If you plan on allowing absolutely no tags, htmlentities will do the trick [EDIT: .. in most cases].
Believe it or not, almost all browsers out there today are “seriously flawed”. They make a lot of assumptions to render sloppy code.
So once you start allowing some tags (or modify to create tags - i.e. bbcode), you run into the lax browser rendering engines. Under the right conditions, browsers will accept entities without semicolons. Also, many accept the javascript directive in places where javascript simply does not belong.
A positive security policy is always the best approach (specify what is allowed). Always strip as much as you can and validate where possible. That means that a url field should be checked to contain a url. (! and if someone tells you it doesn’t, for god’s sake fix it !)
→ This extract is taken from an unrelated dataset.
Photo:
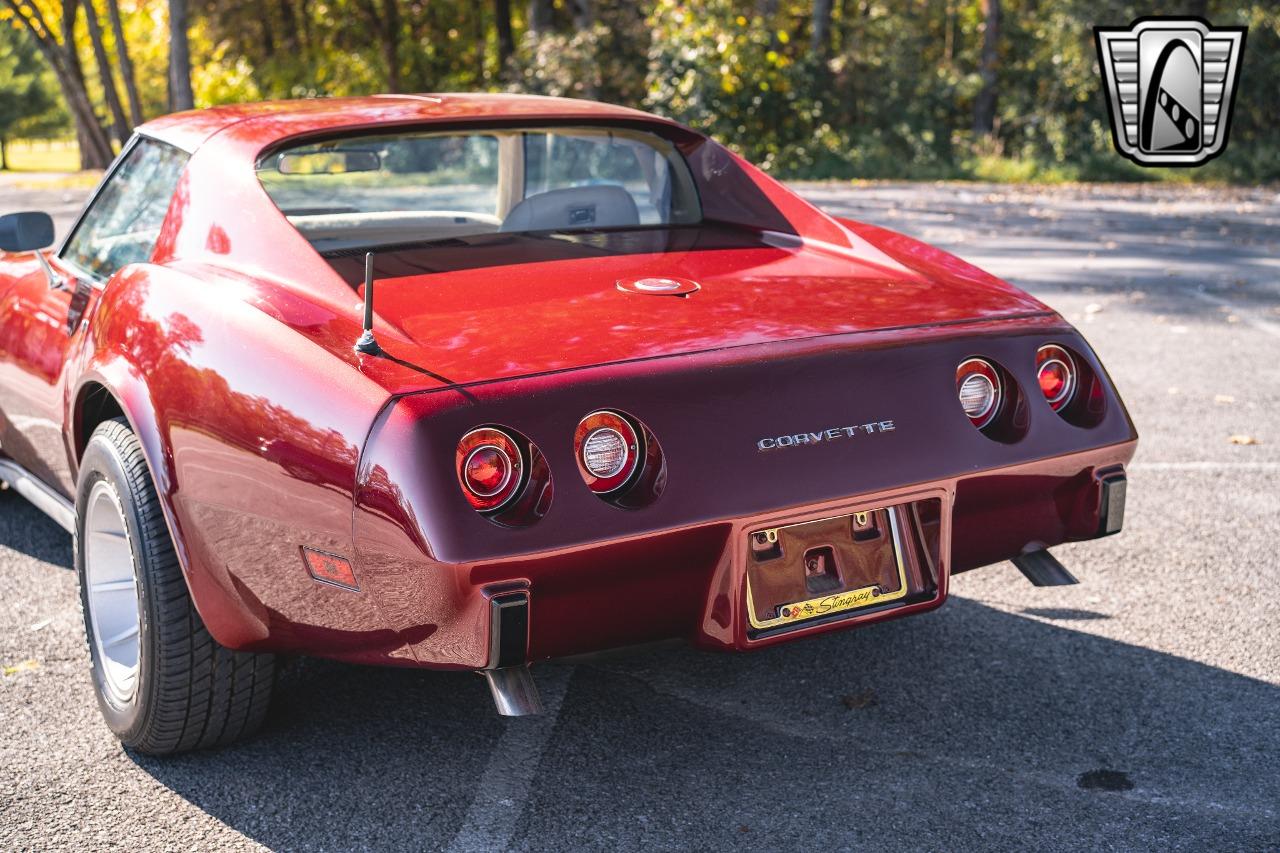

The xss_clean function primarily uses a very strict negative security policy (recognize script elements and other attack vectors and remove them). In some cases, there is a little bit of whitelisting, such as validating image and anchor tags. Since browser rendering is so weak and unstandardized, and blacklisting is such a tough thing to do, the only way for any of this to work effectively is to be very broad. That does create some false positive we just have to live with.
As for those test cases, the SVN version allows one character behind the &, because there is no entity that looks like that. I would agree though, that the whitespace character should be reinserted after the tag (at least \09, \10, and \13 - the other invisibles are stripped anyways).